On the AI Gateway, the pricing for Groq cache seems to be missing. Does it still apply? Another thing is that the pricing tables seem to be broken. I can’t scroll horizontally. I need to, like, drag select.
Hi @kop7er - thanks for flagging this! Caching will still apply, we just added the pricing so it should be visible now in the UI. Horizontal scroll coming as well - stay tuned.
Thank you @jerilynzheng. Have other problems with Groq for you, except these ones are actually causing problems in production. I tried opening a ticket, but I don’t have a paid account yet, as I’m testing the platform first.
All of these issues occurred when trying GPT-OSS-120B and GPT-OSS-20B.
A good chunk of the time, I keep getting a 503 and service unavailable, only with Groq.

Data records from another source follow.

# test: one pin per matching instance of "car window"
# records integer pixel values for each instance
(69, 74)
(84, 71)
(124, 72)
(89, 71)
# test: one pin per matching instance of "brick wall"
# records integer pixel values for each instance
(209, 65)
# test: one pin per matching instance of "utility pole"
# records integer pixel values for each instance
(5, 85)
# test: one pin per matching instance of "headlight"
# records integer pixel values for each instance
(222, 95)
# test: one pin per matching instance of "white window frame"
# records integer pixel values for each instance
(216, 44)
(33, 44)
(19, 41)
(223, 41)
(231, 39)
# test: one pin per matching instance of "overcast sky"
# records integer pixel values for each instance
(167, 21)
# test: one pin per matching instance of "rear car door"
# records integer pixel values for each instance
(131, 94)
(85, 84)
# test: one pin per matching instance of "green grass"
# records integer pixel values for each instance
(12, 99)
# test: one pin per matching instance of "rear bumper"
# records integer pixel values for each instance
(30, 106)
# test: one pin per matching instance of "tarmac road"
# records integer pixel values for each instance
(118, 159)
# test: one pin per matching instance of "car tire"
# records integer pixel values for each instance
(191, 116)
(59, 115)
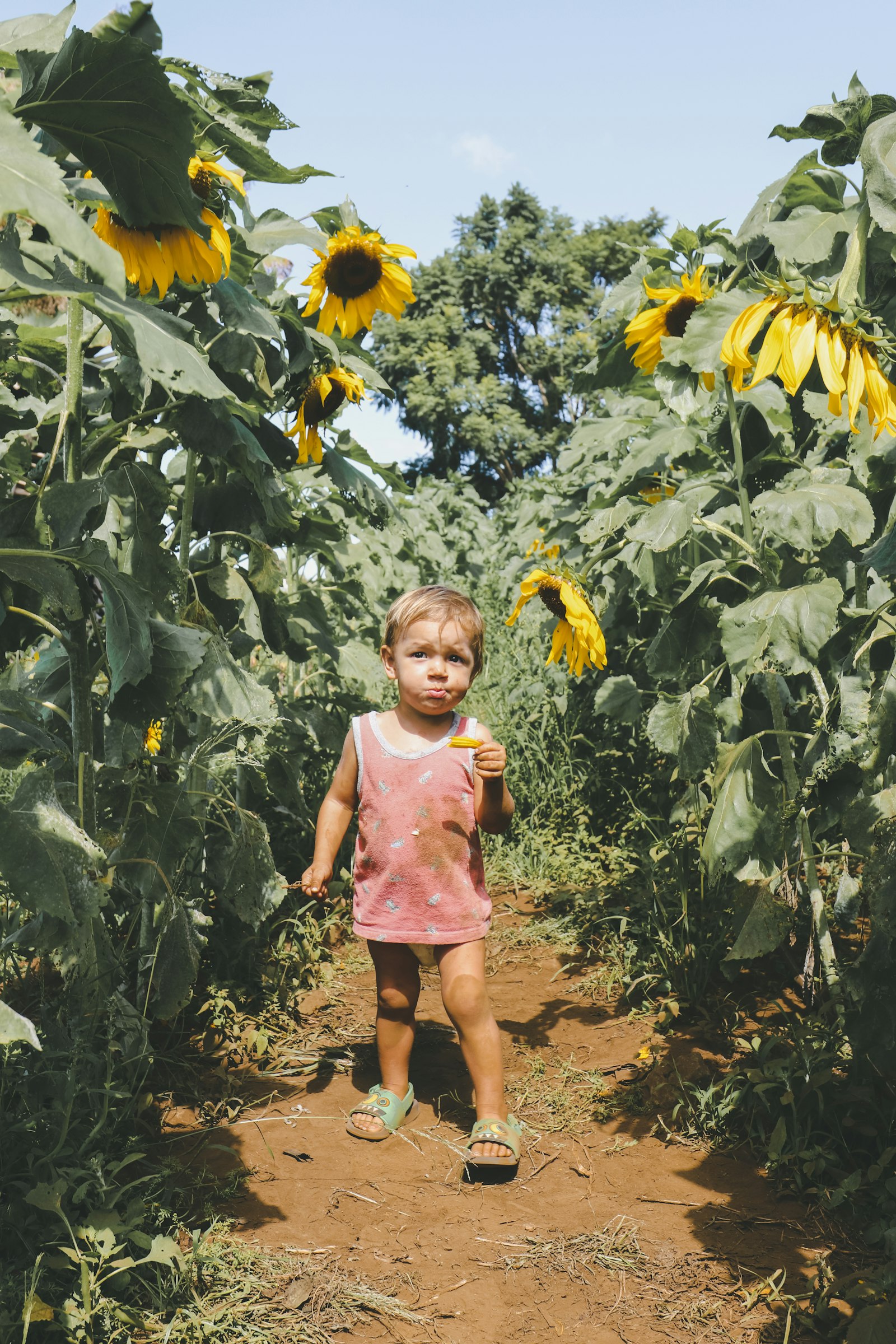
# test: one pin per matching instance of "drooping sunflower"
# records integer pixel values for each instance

Seems to be fixed when adding my own key, which defeats the whole purpose.
The reasoning tokens count is always 0. Their API returns the correct count, so it’s not being correctly extracted by the AI Gateway.

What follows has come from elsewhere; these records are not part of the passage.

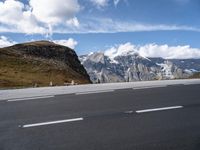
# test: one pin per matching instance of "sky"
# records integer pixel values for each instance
(165, 28)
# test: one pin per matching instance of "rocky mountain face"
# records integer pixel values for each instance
(130, 66)
(40, 63)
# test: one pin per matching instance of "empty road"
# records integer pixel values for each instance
(158, 118)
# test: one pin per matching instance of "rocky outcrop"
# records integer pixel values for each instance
(130, 67)
(42, 63)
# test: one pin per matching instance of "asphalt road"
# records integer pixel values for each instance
(162, 118)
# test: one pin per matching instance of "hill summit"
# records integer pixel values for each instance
(40, 63)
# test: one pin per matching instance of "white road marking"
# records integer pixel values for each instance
(128, 112)
(158, 109)
(50, 123)
(30, 98)
(93, 92)
(148, 87)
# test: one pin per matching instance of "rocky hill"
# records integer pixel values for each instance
(40, 63)
(130, 66)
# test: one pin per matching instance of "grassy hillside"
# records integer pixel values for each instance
(196, 75)
(19, 69)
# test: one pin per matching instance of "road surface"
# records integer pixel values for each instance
(158, 118)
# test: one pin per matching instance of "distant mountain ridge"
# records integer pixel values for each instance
(127, 66)
(40, 63)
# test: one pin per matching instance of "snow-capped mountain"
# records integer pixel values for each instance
(126, 65)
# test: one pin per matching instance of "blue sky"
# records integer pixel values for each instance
(101, 24)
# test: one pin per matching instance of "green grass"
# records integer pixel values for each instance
(16, 71)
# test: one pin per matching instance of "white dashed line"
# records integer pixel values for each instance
(93, 92)
(30, 98)
(148, 87)
(50, 123)
(158, 109)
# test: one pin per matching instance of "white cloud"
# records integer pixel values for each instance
(120, 50)
(37, 17)
(4, 42)
(73, 22)
(116, 2)
(106, 25)
(13, 15)
(154, 50)
(100, 3)
(71, 43)
(54, 11)
(169, 52)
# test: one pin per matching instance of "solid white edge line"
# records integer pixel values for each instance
(29, 98)
(51, 122)
(158, 109)
(93, 92)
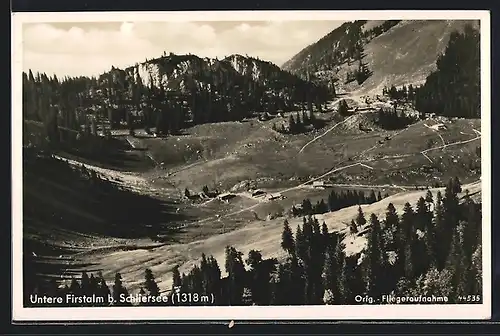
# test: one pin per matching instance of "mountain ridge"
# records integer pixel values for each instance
(397, 52)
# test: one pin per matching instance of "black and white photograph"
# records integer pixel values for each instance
(270, 165)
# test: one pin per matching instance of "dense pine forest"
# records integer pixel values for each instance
(453, 89)
(430, 250)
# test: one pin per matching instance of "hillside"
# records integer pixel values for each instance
(400, 54)
(263, 236)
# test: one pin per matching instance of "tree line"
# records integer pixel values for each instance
(299, 122)
(336, 200)
(431, 249)
(205, 92)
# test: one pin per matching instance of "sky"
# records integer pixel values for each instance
(91, 48)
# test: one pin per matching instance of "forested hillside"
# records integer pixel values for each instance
(431, 253)
(167, 93)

The reasoning_effort option isn’t being properly passed down to Groq’s API. I noticed that I always had a ton of reasoning when setting it to low. Tried the exact same request, but directly using their API, and got the expected amount. So I tried once again, but this time not configured at all, letting it default, and I got a 1:1 of what I get when using the AI Gateway.
Sorry @jerilynzheng for keeping on posting new issues here, but all of these are currently happening, and this is the most direct way I have.
Because Groq kept failing, I added GPT-4.1-Mini as a fallback, even though I keep sending the same prompts. Nothing caches at all on OpenAI, while that happens on Groq.
Hi! Groq is a overloaded provider, so if you want to use AI Gateway, it’s better to not restrict to any specific provider in case they do have capacity issues for a specific model. We have fallbacks and multiple providers for this exact reason. What are you using to try out these models - AI SDK or something else? I can help more on the reasoning side if we get more details there.
On the caching side, there are providers that require a minimum prompt size to trigger caching - I believe this is the case with OpenAI.
Hey, about the reasoning_effort. When you take the exact same body and request a completion, you get 2 very different amount of reasoning. Using Groq’s API, it returns the expected amount when set to low, about 15 tokens. Using the AI Gateway, exact same body, you get like 500 tokens and the reasoning text is the same as if you didn’t set an effort.
With the AI Gateway, at least on Groq and with the GPT OSS models, setting reasoning_effort does not change anything at all.